Hier matin, Québec a accordé un prêt de 2 millions de dollars, par l’entremise du programme ESSOR, à Kraft Heinz Canada pour une ligne de production de ketchup à son usine de Mont-royal, qui ira chercher ses fruits aux États-unis, mais pourra y apposer l’étiquette « Fabriqué au Québec ».
« Notre approvisionnement de pâte de tomates provient de la Californie parce que l’on a encore des obligations contractuelles. Cependant, lorsque le contrat sera terminé, on planifie de faire notre approvisionnement au Canada », a précisé Danielle Nguyen, directrice de l’usine, qui produira 45 000 tonnes de ketchup ces deux prochaines années.
Au total, le projet de Kraft Heinz de 23,3 millions de dollars devrait créer une trentaine d’emplois payés entre 30 $ et 35 $ l’heure, a ajouté Mme Nguyen. L’investissement devrait permettre de maintenir les 750 autres emplois ici.
« Les contribuables québécois vont offrir un prêt de 2 millions $ à Kraft Heinz Canada pour qu’ils puissent mettre une feuille d’érable sur leur pot de ketchup », a déploré le directeur du Laboratoire en science analytique agroalimentaire de l’université Dalhousie, en Nouvelle-écosse, Sylvain Charlebois.
DU PUR MARKETING ?
Pour Simon-pierre Murdock, cofondateur de Canada Sauce, qui fabrique du ketchup avec des tomates du pays, l’annonce est purement marketing.

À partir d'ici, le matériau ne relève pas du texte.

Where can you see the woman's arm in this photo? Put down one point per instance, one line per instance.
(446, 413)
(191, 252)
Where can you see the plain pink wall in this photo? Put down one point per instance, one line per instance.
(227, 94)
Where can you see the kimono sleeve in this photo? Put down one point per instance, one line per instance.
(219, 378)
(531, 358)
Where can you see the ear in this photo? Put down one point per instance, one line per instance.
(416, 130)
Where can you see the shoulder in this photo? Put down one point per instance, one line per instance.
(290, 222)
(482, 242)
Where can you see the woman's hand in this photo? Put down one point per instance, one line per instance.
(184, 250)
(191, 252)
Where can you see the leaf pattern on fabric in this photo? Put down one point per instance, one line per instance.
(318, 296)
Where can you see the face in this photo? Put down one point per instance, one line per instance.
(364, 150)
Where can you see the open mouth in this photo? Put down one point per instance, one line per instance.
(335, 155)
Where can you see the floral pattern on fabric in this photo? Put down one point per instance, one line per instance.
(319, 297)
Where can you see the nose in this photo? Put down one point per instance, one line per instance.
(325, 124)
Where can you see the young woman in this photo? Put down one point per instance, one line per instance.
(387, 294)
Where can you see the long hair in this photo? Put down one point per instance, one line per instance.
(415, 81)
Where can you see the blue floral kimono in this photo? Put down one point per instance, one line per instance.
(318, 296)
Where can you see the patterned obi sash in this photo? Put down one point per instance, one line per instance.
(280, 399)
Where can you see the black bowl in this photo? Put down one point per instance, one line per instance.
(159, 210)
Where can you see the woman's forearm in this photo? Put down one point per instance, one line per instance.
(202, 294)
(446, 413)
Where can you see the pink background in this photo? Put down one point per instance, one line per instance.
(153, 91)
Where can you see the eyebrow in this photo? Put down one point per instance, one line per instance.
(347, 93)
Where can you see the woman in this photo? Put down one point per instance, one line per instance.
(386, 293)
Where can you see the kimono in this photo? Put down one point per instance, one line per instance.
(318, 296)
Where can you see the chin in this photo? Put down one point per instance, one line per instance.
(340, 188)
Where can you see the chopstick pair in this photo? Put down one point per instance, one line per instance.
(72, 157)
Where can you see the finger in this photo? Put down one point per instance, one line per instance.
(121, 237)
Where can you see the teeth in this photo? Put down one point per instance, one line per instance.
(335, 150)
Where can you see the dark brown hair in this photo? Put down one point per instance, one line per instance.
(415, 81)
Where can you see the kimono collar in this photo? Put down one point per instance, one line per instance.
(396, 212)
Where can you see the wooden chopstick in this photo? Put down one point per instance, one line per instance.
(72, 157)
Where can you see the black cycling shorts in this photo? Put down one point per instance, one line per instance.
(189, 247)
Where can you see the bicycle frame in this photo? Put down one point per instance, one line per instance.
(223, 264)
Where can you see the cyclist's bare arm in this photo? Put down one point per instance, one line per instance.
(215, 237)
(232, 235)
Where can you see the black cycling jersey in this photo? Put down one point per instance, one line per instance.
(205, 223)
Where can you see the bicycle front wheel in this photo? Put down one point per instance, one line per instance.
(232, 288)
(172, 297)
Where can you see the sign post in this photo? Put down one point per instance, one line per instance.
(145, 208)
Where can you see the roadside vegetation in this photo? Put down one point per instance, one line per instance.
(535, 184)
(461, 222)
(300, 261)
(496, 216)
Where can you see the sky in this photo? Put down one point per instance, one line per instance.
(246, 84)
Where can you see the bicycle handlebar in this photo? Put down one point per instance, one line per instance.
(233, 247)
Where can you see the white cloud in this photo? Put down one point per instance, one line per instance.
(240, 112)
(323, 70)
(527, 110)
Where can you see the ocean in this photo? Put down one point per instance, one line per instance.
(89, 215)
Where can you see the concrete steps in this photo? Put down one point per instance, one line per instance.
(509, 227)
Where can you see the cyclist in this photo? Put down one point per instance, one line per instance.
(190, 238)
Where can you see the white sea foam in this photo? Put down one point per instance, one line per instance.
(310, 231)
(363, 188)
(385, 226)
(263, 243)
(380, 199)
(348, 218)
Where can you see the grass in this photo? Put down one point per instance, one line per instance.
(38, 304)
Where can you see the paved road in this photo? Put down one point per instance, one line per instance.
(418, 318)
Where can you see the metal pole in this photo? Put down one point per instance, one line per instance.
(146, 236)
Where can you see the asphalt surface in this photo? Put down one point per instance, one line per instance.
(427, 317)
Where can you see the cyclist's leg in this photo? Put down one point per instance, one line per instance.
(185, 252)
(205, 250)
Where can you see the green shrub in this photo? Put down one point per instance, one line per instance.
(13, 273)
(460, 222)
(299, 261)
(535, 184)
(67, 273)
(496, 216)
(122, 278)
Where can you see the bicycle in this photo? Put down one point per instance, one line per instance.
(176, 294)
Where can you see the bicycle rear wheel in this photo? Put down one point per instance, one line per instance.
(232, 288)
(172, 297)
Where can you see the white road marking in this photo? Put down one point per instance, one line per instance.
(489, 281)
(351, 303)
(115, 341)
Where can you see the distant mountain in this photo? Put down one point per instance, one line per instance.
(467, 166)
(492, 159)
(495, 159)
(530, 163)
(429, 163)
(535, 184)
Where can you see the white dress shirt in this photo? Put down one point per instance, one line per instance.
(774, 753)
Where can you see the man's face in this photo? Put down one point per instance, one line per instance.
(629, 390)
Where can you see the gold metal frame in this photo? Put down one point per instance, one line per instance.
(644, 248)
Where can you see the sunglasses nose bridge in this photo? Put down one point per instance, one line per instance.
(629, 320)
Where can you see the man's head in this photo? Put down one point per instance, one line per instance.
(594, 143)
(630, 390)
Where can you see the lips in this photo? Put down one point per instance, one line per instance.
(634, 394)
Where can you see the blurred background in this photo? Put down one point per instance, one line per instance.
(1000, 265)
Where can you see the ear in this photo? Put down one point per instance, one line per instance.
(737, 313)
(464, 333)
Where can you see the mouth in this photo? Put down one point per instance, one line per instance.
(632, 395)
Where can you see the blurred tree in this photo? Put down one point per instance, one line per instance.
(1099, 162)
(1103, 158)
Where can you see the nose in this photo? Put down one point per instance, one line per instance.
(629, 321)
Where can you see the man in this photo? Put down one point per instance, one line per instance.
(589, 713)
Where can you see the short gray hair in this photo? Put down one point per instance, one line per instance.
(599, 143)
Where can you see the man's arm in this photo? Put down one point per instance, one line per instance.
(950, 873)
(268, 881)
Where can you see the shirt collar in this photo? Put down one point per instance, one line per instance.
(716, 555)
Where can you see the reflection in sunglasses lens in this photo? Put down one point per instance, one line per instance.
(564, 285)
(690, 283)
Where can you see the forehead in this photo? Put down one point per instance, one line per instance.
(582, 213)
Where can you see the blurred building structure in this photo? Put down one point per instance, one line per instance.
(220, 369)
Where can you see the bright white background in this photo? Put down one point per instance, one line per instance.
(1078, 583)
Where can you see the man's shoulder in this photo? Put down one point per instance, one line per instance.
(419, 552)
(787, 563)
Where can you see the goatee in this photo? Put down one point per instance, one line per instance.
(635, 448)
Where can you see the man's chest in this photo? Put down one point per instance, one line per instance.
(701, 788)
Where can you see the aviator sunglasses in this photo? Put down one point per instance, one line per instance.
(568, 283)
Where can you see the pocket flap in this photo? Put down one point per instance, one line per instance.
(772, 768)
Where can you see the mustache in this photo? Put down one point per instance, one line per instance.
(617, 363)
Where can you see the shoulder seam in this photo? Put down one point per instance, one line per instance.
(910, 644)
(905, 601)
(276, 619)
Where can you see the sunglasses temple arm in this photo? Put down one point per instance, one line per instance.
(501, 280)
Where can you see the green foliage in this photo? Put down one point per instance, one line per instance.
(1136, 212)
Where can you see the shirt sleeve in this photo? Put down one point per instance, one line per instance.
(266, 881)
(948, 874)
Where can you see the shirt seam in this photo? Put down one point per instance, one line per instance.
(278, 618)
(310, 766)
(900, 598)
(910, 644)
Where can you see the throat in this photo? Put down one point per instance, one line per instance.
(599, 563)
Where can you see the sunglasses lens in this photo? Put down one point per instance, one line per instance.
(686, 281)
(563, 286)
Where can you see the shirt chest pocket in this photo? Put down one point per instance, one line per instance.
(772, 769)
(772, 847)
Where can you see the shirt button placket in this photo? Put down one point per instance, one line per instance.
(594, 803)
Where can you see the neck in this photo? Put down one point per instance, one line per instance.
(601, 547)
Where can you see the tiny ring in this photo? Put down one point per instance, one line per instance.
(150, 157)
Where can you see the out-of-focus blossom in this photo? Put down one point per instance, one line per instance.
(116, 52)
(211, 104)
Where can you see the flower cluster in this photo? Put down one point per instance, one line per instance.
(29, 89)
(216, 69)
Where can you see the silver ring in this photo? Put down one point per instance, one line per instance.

« Ce n’est que du beau marketing pour gagner des parts de marché, dans une période de protectionnisme et d’achat local avec le Panier Bleu, mis en place par le gouvernement du Québec. Ce sont des paroles et des actions plutôt contradictoires », a analysé l’homme d’affaires de Chicoutimi.
« Ma mère a reçu un appel de Kraft Heinz aujourd’hui, mais nous, on ne fait pas de tomates de gros. Ce que l’on cueille, on le vend directement aux clients », a partagé pour sa part Mathieu Beauregard, propriétaire de la ferme Mario Beauregard, de Sainte-madeleine.
Pour Pascal Forest, président de la Fédération québécoise des producteurs de fruits et légumes de transformation (FQPFLT), l’entreprise a intérêt à acheter des tomates d’ici.
« J’aimerais ça qu’ils s’approvisionnent au Québec, c’est clair. On est prêt à les rencontrer dès que ça peut leur convenir », a-t-il dit.
« Des conversations entre l’entreprise et les responsables chez Investissement Québec (IQ) concernant l’approvisionnement local en tomates et en bouteilles auront lieu », a souligné de son côté l’attaché de presse du ministre de l’économie, Mathieu St-amand.
Au cabinet du ministre de l’agriculture, André Lamontagne, on a dit aussi espérer que la multinationale se tourne vers le Québec.
« Des conversations entre l’entreprise et notre gouvernement concernant l’approvisionnement local, en tomates et en bouteilles, auront lieu », a indiqué son attachée de presse Laurence Voyzelle, sensiblement dans les mêmes mots.